Vietnam’s business outlook for 2026 remains more optimistic than that of many peer economies in the region. Sustained macroeconomic growth, supply chain realignment, and ongoing institutional reforms continue to position Vietnam as a competitive and increasingly preferred destination for global capital within the Association of Southeast Asian Nations region.
This momentum is reinforced by the enactment of Law on Investment No. 143/2025/QH15 (LOI 2025), effective from March 1 2026. LOI 2025 introduces a substantive recalibration of Vietnam’s foreign investment entry regime, reshaping long-standing assumptions around licensing, project structuring, and regulatory sequencing for foreign investors. Against this backdrop, a recurring practical question has re-emerged with renewed urgency: under Vietnam’s revised framework, when is an Investment Registration Certificate (IRC) required, and when is an Enterprise Registration Certificate (ERC) sufficient?
Reversing the gate: a new entry sequence under LOI 2025
Under the previous regulatory approach, foreign investors were generally required to obtain an IRC and ERC in a fixed sequence. The IRC – evidencing approval of the investment project – was issued first, followed by the ERC for incorporation of the project company. From the date of ERC issuance, the enterprise could commence lawful business operations, subject to any sector-specific sub-licences.
LOI 2025 fundamentally reorders this process. Under the revised regime, foreign investors may obtain the ERC prior to securing the IRC, adopting an incorporation-first approach that aligns more closely with the treatment of domestic investors. This change allows the legal entity to be established earlier and enables preparatory activities – such as opening bank accounts, leasing premises, and entering preliminary contracts – to be conducted before the investment project itself is formally registered. Substantive operations, however, remain subject to subsequent project approval and applicable conditional business requirements.
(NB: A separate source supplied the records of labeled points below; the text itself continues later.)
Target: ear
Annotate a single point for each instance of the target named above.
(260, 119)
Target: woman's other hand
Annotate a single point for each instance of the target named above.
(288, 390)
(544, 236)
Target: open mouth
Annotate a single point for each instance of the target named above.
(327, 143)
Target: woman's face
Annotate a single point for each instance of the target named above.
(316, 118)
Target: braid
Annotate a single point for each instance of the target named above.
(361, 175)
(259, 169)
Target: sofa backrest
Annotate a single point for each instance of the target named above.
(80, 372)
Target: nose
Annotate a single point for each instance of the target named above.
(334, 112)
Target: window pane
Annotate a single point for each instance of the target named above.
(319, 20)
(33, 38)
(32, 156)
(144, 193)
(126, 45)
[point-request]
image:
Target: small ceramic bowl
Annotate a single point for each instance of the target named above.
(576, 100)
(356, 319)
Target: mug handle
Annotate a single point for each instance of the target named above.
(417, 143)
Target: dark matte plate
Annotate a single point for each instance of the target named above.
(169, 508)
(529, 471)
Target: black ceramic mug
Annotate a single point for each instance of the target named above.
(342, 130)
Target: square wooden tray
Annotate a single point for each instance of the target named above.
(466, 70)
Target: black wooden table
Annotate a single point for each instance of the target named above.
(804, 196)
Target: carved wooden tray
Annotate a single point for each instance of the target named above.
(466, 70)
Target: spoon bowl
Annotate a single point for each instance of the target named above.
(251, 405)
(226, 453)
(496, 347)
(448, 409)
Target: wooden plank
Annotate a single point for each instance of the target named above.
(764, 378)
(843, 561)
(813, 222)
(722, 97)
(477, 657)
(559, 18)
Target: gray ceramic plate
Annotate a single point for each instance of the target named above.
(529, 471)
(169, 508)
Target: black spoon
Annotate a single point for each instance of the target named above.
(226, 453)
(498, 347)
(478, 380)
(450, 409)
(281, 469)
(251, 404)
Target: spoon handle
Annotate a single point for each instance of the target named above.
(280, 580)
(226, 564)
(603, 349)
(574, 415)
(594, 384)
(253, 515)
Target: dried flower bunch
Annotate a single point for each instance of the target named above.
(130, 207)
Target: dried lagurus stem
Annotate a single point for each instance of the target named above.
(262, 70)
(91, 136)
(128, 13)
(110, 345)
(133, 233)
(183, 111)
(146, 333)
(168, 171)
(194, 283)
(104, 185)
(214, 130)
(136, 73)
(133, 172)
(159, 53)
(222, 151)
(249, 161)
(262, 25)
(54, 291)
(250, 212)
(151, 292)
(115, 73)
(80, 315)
Distinct role: what do the ERC and IRC cover?
The two certificates operate in tandem: the ERC establishes the legal vehicle by confirming the enterprise’s legal existence and corporate identity, while the IRC defines the scope and conditions under which that vehicle may implement its approved investment project. Despite the revised sequencing under LOI 2025, the ERC and IRC continue to serve distinct but complementary regulatory functions.
The ERC confers legal personality and enables the enterprise to operate as a recognised business entity under Vietnamese law, typically including:
The name of the enterprise;
An enterprise identification number (which also functions as the tax code);
The registered head office address;
The charter capital and ownership structure;
The legal representative(s);
The registered business lines; and
The type of legal entity (e.g., limited liability company or joint stock company).
By contrast, the IRC is project specific and functions as the primary instrument through which the state supervises the implementation of the foreign-invested projects, rather than the corporate existence of investors, principally including:
The name of the investment project;
The project objectives and business activities;
The project location and land-use arrangements;
The investment scale and implementation schedule;
The total investment capital (including equity and mobilised funding);
The project duration;
Investor information; and
Applicable conditions or regulatory requirements (where relevant).
The project duration is approved and may be adjusted if it remains within statutory limits, based on its objectives, scale, location, and land-use conditions:
A maximum of 70 years for projects in economic zones;
A capped 50 years for projects outside economic zones; and
Extended terms of up to 70 years for projects in socio-economically disadvantaged areas, capital-intensive projects with longer recovery periods, or strategic infrastructure developments.
Final thoughts
LOI 2025 streamlines Vietnam’s foreign investment entry process by introducing an ERC-first sequence, allowing investors to establish a legal presence earlier and advance preparatory steps towards market entry. However, the reform does not relax substantive oversight. Full operational capacity remains contingent on the subsequent approval of the investment project, alignment between charter capital and total investment capital, and compliance with sector-specific licensing requirements.
At this early stage, the practical effectiveness of LOI 2025 is yet to be fully tested. Investors would be well advised to proceed cautiously and prioritise compliance with applicable licensing requirements to mitigate potential legal risk.